As reasons for avoiding the vaccine go, there are, of course, far stranger. The need to be in peak physical condition for the Olympics is a plausible explanation, particularly for a sport like swimming in which the Games continues to hold such currency. An achey arm or bout with flu-like symptoms may matter little to the day-to-day life of the average human being, but for an Olympian, any divergence from the norm can provide a set-back.
That does not mean Andrew has escaped criticism, particularly as he has suggested he has no plans to get vaccinated once the Olympics is over. Former Olympic 200m backstroke champion Maya DiRado was among those to take issue with her former teammate’s comments, saying she was “disappointed” by his decision and believed it put teammates at risk.
Besides it could leave Andrew in a prickly situation should Covid-19 hit the USA team. While vaccines are not mandatory for the Olympics, organisers are understood to take into account an athlete’s vaccination status when considering Covid protocols and contact tracing. Andrew could find himself ruled out of the Olympics while others are allowed to compete.
“To be honest, I don’t even know if he’s in his own room or not,” Durden said about Andrew’s accommodation status earlier this week. “We have folks all over the place, etc. We are in suites as teams.
“I feel very comfortable about what he’s doing, where he’s at, how he’s operating.

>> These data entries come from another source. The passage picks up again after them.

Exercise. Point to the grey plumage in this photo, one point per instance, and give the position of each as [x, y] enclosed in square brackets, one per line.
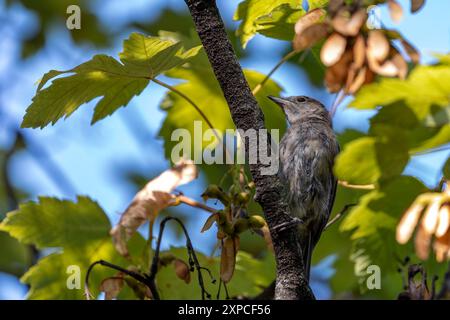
[307, 152]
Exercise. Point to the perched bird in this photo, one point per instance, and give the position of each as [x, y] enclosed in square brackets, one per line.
[307, 152]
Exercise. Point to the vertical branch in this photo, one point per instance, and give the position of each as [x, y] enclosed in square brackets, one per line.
[291, 283]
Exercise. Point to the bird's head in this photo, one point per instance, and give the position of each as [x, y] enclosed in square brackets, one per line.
[297, 108]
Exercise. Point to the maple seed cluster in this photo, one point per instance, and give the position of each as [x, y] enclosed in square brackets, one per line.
[352, 53]
[434, 223]
[231, 221]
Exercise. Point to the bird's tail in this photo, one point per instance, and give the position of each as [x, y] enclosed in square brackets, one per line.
[307, 248]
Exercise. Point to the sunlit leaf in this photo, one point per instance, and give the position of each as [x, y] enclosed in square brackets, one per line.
[116, 82]
[78, 233]
[248, 13]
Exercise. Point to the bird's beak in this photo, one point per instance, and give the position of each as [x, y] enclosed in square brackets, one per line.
[280, 101]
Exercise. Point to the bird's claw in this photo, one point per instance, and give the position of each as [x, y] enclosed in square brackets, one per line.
[294, 222]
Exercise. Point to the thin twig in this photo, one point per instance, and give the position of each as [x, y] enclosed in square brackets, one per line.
[356, 186]
[192, 257]
[339, 215]
[194, 203]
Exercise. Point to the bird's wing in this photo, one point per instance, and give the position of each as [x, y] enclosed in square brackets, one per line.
[330, 202]
[332, 194]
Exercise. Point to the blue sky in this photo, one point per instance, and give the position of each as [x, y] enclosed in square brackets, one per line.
[90, 155]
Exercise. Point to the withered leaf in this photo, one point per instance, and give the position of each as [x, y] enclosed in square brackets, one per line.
[333, 49]
[422, 243]
[309, 29]
[408, 223]
[182, 270]
[395, 10]
[401, 65]
[148, 202]
[336, 75]
[431, 216]
[377, 46]
[359, 52]
[412, 52]
[444, 221]
[355, 82]
[441, 247]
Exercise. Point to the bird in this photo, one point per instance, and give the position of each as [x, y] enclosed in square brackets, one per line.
[306, 153]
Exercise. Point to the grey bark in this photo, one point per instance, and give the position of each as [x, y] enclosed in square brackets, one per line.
[246, 114]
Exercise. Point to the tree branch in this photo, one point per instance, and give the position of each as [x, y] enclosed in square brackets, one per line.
[291, 283]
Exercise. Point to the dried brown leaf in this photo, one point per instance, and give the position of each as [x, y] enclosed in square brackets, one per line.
[431, 216]
[349, 25]
[310, 36]
[444, 221]
[148, 202]
[355, 82]
[412, 52]
[395, 10]
[359, 52]
[441, 247]
[182, 270]
[336, 75]
[408, 223]
[309, 29]
[312, 17]
[333, 49]
[378, 46]
[422, 243]
[401, 65]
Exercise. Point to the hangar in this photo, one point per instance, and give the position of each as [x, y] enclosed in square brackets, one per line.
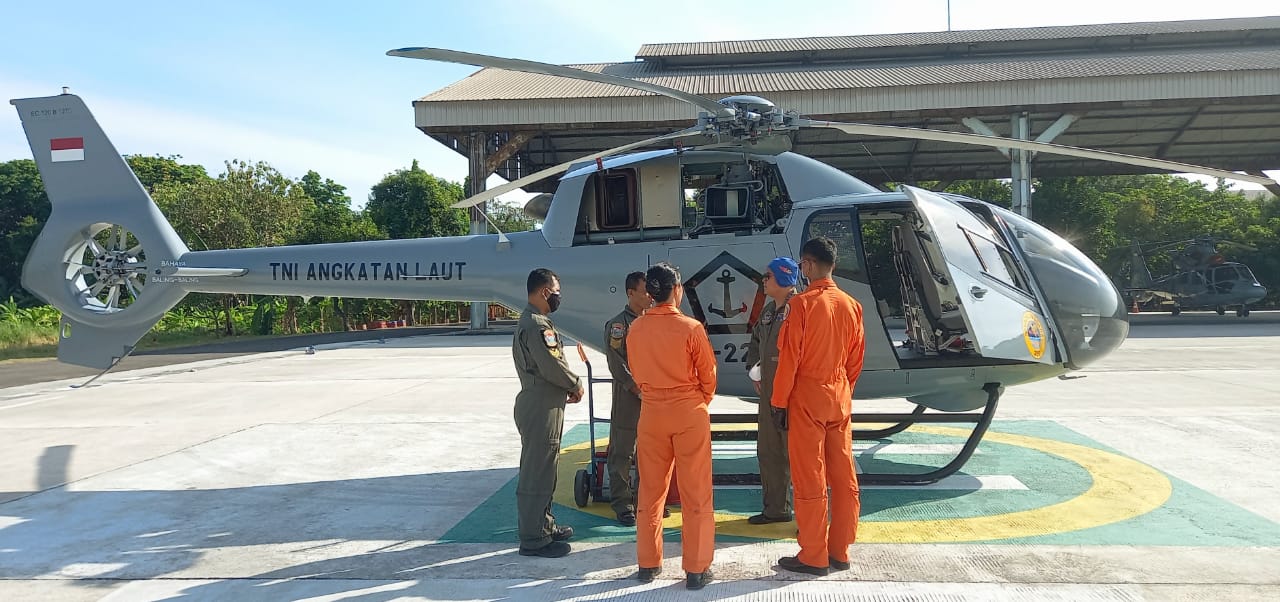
[1194, 91]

“[We want Michael and the other swimmers] to feel safe, feel good about what we’re doing with our precautions as we go from here to the Village to the dining hall to the buses,” continued Durden. “It is a team thing that we’re really supporting each other on and Michael is no different in that regard.”
All of which means there will be plenty of eyes watching Andrew as he slips into the pool for the first time for the heats of the 100m breaststroke during the first evening session in the Tokyo pool. It will mark the arrival at the Olympics for one of swimming’s great talents but there is a wider narrative that may also be at stake. A gold medal (or two) for Andrew could embolden the anti-vaccination movement; a disappointing games might be regarded as a victory for his critics. However he swims, the discourse about Michael Andrew is likely far from over.